Contrairement à ce que nous rapportions hier, le Parti Socialiste n’a pas utilisé les droits sur son logo pour obtenir la fermeture du compte parodique @droledegauche, mais pour obtenir l’identité de son auteur en vue de le traduire en justice pour diffamation. Une exploitation cependant très curieuse des droits de propriété intellectuelle à des fins de tactique judiciaire.

Lundi, une polémique est née à propos de la fermeture des comptes Twitter anti-Sarkozy, demandée pour partie par des cadres de l’UMP qui ne veulent pas entendre parler de parodies dès lors qu’elles exploitent le nom de Nicolas Sarkozy. Plusieurs autres comptes ont été fermés, et continuent de l’être régulièrement depuis plusieurs jours, sous l’action zélée de militants qui abusent du système de notification de spam de Twitter pour obtenir la suspension des comptes qui les dérangent.

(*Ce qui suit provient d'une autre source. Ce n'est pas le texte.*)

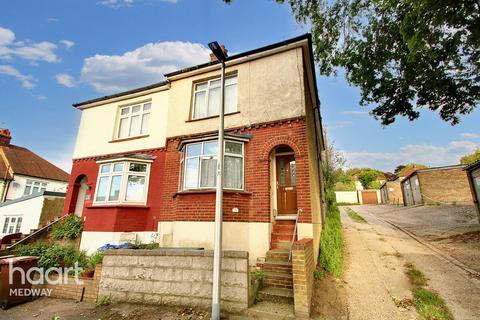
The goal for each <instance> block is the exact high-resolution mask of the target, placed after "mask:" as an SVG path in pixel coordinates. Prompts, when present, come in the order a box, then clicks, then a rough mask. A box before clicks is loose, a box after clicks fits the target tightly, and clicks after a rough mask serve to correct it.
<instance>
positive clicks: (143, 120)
mask: <svg viewBox="0 0 480 320" xmlns="http://www.w3.org/2000/svg"><path fill="white" fill-rule="evenodd" d="M151 107H152V104H151V103H150V102H147V103H143V104H137V105H134V106H128V107H121V108H120V110H119V112H120V114H119V122H118V130H117V139H125V138H130V137H138V136H141V135H145V134H148V121H149V119H150V109H151Z"/></svg>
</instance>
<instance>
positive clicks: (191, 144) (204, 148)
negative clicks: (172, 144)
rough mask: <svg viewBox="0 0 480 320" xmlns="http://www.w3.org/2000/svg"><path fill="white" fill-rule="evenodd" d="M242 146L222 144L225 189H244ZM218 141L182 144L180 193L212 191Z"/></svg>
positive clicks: (216, 162) (216, 182)
mask: <svg viewBox="0 0 480 320" xmlns="http://www.w3.org/2000/svg"><path fill="white" fill-rule="evenodd" d="M244 149H245V148H244V143H243V142H235V141H228V140H226V141H225V157H224V163H223V164H224V178H223V187H224V188H225V189H232V190H243V189H244V172H245V170H244V154H245V151H244ZM217 154H218V141H217V140H210V141H203V142H195V143H190V144H187V145H185V147H184V148H183V152H182V158H181V161H180V165H181V175H180V181H181V188H180V189H181V190H196V189H212V188H215V186H216V185H217V158H218V157H217Z"/></svg>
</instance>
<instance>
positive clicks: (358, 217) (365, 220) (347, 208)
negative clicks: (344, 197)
mask: <svg viewBox="0 0 480 320" xmlns="http://www.w3.org/2000/svg"><path fill="white" fill-rule="evenodd" d="M347 214H348V216H349V217H350V219H352V220H353V221H355V222H358V223H367V220H365V219H363V217H362V216H361V215H359V214H358V213H356V212H355V211H353V210H352V209H350V208H347Z"/></svg>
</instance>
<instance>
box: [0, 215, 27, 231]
mask: <svg viewBox="0 0 480 320" xmlns="http://www.w3.org/2000/svg"><path fill="white" fill-rule="evenodd" d="M22 220H23V218H22V217H18V216H13V217H5V221H4V222H3V230H2V233H3V234H4V235H7V234H12V233H18V232H20V228H21V227H22Z"/></svg>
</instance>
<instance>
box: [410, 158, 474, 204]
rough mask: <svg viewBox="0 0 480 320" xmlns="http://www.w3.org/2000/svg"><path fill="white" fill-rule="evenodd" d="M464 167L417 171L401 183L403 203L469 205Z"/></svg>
mask: <svg viewBox="0 0 480 320" xmlns="http://www.w3.org/2000/svg"><path fill="white" fill-rule="evenodd" d="M465 167H466V166H465V165H452V166H444V167H432V168H426V169H417V170H415V171H413V172H411V173H410V174H409V175H408V176H406V177H405V179H403V181H402V182H401V185H402V193H403V203H404V205H406V206H411V205H418V204H437V203H440V204H471V203H472V195H471V192H470V186H469V183H468V178H467V173H466V172H465V170H464V169H465Z"/></svg>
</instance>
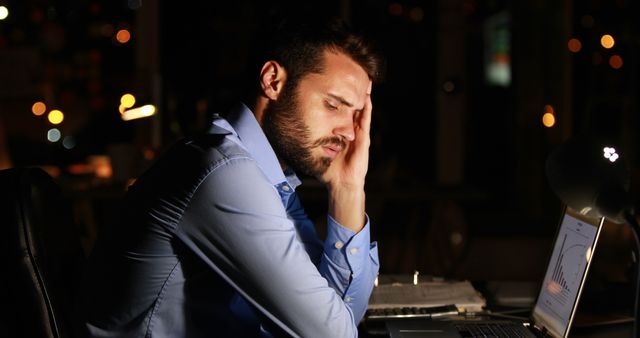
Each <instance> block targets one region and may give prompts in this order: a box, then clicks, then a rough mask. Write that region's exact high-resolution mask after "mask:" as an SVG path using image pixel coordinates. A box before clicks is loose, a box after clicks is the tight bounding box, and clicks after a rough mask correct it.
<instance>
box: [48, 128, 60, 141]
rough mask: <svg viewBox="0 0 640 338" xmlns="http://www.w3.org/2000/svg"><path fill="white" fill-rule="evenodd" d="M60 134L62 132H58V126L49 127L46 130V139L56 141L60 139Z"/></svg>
mask: <svg viewBox="0 0 640 338" xmlns="http://www.w3.org/2000/svg"><path fill="white" fill-rule="evenodd" d="M61 136H62V133H60V130H58V128H51V129H49V131H47V140H48V141H49V142H58V141H60V137H61Z"/></svg>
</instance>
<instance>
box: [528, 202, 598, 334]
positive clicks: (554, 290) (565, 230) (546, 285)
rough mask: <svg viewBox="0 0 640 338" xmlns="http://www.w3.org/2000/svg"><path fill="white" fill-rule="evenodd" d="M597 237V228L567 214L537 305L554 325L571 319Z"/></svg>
mask: <svg viewBox="0 0 640 338" xmlns="http://www.w3.org/2000/svg"><path fill="white" fill-rule="evenodd" d="M597 235H598V227H597V226H594V225H592V224H589V223H587V222H584V221H582V220H580V219H577V218H575V217H573V216H571V215H568V214H565V215H564V219H563V222H562V225H561V227H560V229H559V232H558V234H557V238H556V239H557V240H556V243H555V246H554V248H553V254H552V256H551V260H550V262H549V266H548V270H547V272H546V275H545V278H544V282H543V288H542V290H541V292H540V297H539V298H538V302H537V305H536V307H537V308H538V310H541V311H542V312H544V315H545V317H547V319H549V320H550V322H551V323H552V325H553V326H558V327H564V326H566V325H567V324H568V322H569V320H570V317H571V310H572V308H573V306H574V303H575V301H576V299H577V297H578V292H579V291H580V287H581V285H582V282H583V278H584V275H585V270H586V269H587V265H588V262H589V260H590V259H591V254H592V247H593V244H594V241H595V239H596V236H597Z"/></svg>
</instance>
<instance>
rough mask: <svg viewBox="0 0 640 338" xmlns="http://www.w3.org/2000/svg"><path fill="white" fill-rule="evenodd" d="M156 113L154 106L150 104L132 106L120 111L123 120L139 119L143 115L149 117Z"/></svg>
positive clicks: (155, 110)
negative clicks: (122, 111) (121, 110)
mask: <svg viewBox="0 0 640 338" xmlns="http://www.w3.org/2000/svg"><path fill="white" fill-rule="evenodd" d="M155 113H156V107H155V106H154V105H152V104H148V105H146V106H142V107H137V108H132V109H129V110H126V111H125V112H124V113H122V115H121V117H122V120H124V121H130V120H135V119H140V118H143V117H149V116H152V115H154V114H155Z"/></svg>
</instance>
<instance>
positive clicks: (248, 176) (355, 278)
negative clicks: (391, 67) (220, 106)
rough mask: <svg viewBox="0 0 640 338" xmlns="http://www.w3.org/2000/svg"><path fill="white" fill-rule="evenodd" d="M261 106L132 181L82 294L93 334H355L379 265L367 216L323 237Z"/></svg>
mask: <svg viewBox="0 0 640 338" xmlns="http://www.w3.org/2000/svg"><path fill="white" fill-rule="evenodd" d="M299 184H300V181H299V179H298V178H297V177H296V176H295V174H293V173H287V174H285V173H284V172H283V171H282V169H281V167H280V164H279V162H278V159H277V158H276V156H275V153H274V151H273V149H272V148H271V146H270V145H269V143H268V141H267V139H266V137H265V135H264V133H263V132H262V129H261V128H260V126H259V124H258V123H257V121H256V119H255V117H254V115H253V113H252V112H251V111H250V110H249V109H248V108H247V107H246V106H244V105H240V106H239V107H237V108H236V109H234V110H233V111H232V112H231V113H230V115H229V116H228V117H227V119H223V118H221V117H216V118H215V120H214V122H213V124H212V126H211V128H210V130H209V132H208V133H207V134H206V135H203V136H200V137H195V138H192V139H187V140H183V141H181V142H178V143H177V144H176V145H174V146H173V147H172V148H171V149H169V150H167V151H166V153H165V154H164V155H163V156H162V158H161V159H159V160H158V162H157V163H156V164H154V166H152V167H151V168H150V169H149V170H148V171H147V172H146V173H145V174H143V175H142V176H141V177H140V178H139V179H138V180H137V182H136V183H135V184H134V185H133V186H132V187H131V188H130V189H129V192H128V194H127V197H126V199H125V201H124V205H123V212H122V214H121V216H122V217H121V219H122V221H121V222H119V223H118V224H117V225H114V227H113V229H112V231H110V233H109V234H108V235H106V236H104V237H103V238H104V239H103V238H101V239H100V240H99V241H98V243H97V245H96V249H95V250H94V254H93V256H92V258H91V264H90V267H89V269H88V271H87V274H86V278H85V279H84V282H83V286H84V287H83V289H82V290H81V292H80V293H79V297H78V302H77V306H76V311H75V313H76V324H78V325H77V326H76V328H77V329H78V333H80V334H81V335H82V336H90V337H171V338H178V337H259V336H263V337H264V336H267V337H268V336H272V335H279V334H283V333H284V334H287V335H291V336H301V337H355V336H357V334H358V332H357V324H358V322H359V321H360V320H361V319H362V317H363V316H364V312H365V310H366V307H367V303H368V299H369V296H370V294H371V290H372V288H373V283H374V279H375V278H376V276H377V273H378V267H379V264H378V255H377V247H376V244H375V243H371V242H370V235H369V222H368V219H367V224H366V225H365V227H364V228H363V229H362V230H361V231H360V232H358V233H354V232H353V231H351V230H349V229H347V228H345V227H344V226H342V225H340V224H338V223H337V222H336V221H335V220H334V219H333V218H331V217H330V216H327V237H326V239H325V240H324V242H322V241H321V240H319V239H318V237H317V235H316V231H315V226H314V224H313V223H312V222H311V221H310V220H309V218H308V217H307V215H306V214H305V211H304V209H303V207H302V205H301V203H300V199H299V198H298V195H297V194H296V192H295V189H296V187H297V186H298V185H299Z"/></svg>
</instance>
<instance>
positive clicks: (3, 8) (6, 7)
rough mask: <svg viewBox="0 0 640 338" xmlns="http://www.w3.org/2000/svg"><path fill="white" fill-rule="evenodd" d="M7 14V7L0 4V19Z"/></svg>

Nous rapportions alors qu’en 2011, le Parti Socialiste aussi s’était attaquée à un compte Twitter de parodie, @droledegauche. Le parti politique avait été jusqu’à actionner le service américain en justice pour obtenir l’identité du gestionnaire du compte, au prétexte fumeux qu’il exploitait le logo du Parti Socialiste dans son avatar, ce qui représentait une violation de la marque déposée à l’INPI.

Dans un billet publié dans Le Nouvel Obs, le coordinateur web du PS tient à apporter des précisions. « Le PS ne s’en est jamais pris à aucun site ou compte parodique sur les réseaux sociaux« , assure Emile Josselin. Il explique qu’en fait, l’action visait à identifier l’auteur du compte parodique pour ensuite porter plainte en diffamation contre lui. Plusieurs messages sont en effet très mal passés du côté de la direction du Parti Socialiste. « Marre des journalistes qui n’ont rien dit. Faut-il attendre qu’Aubry fasse un coma éthylique pour qu’on parle enfin de ses problèmes d’alcool ?« , avait notamment publié @droledegauche, le 19 mai 2011.

« Notre première démarche a été de vouloir savoir qui se trouvait derrière ce fameux compte, qui entreprenait de diffamer régulièrement Martine Aubry et d’autres socialistes. Il est donc décidé d’entamer une démarche juridique permettant d’établir qui était l’auteur de cette tentative de déstabilisation afin de pouvoir porter plainte, dans un contexte général d’alimentation de rumeurs diffamatoires. La démarche juridique engagée, utilisant la présence du logo pour faire valoir notre droit à agir comme le montre le document publié, a permis une levée d’identité, obtenue suite à une ordonnance du TGI de Paris« .

Si elle paraît crédible, d’autant que le compte @droledegauche existe toujours, l’explication a cependant du mal à tenir sur un plan judiciaire. Pourquoi, alors que la diffamation est un délit à part entière, utiliser le prétexte d’une violation du droit de la propriété intellectuelle pour demander au tribunal l’identité de l’internaute ? Une plainte contre X aurait abouti, de toute façon, à une demande d’identification auprès de Twitter.

Interrogée, une source proche du dossier nous explique que pour agir en diffamation, il aurait fallu que Martine Aubry soit celle qui dépose plainte, puisqu’elle était celle visée par les propos. En s’attaquant à l’exploitation illicite du logo, le Parti Socialiste s’est offert une voie d’action.

Mais là encore, le raisonnement est étrange, puisque Martine Aubry a pu porter plainte en son nom une fois l’identité révélée. Comme si la première secrétaire du Parti Socialiste avait voulu s’assurer de l’identité du diffamant avant de porter l’affaire en justice.

En épilogue, la justice a finalement tranché en novembre dernier, dans une affaire proche, en déboutant pour partie Martine Aubry. Le tribunal de grande instance de Paris avait rappelé que l’éventuel alcoolisme allégué par un blogueur était un « état pathologique » et non une infraction pénale, et donc que l’action devait se porter sur le terrain de l’atteinte à la vie privée et non de la diffamation.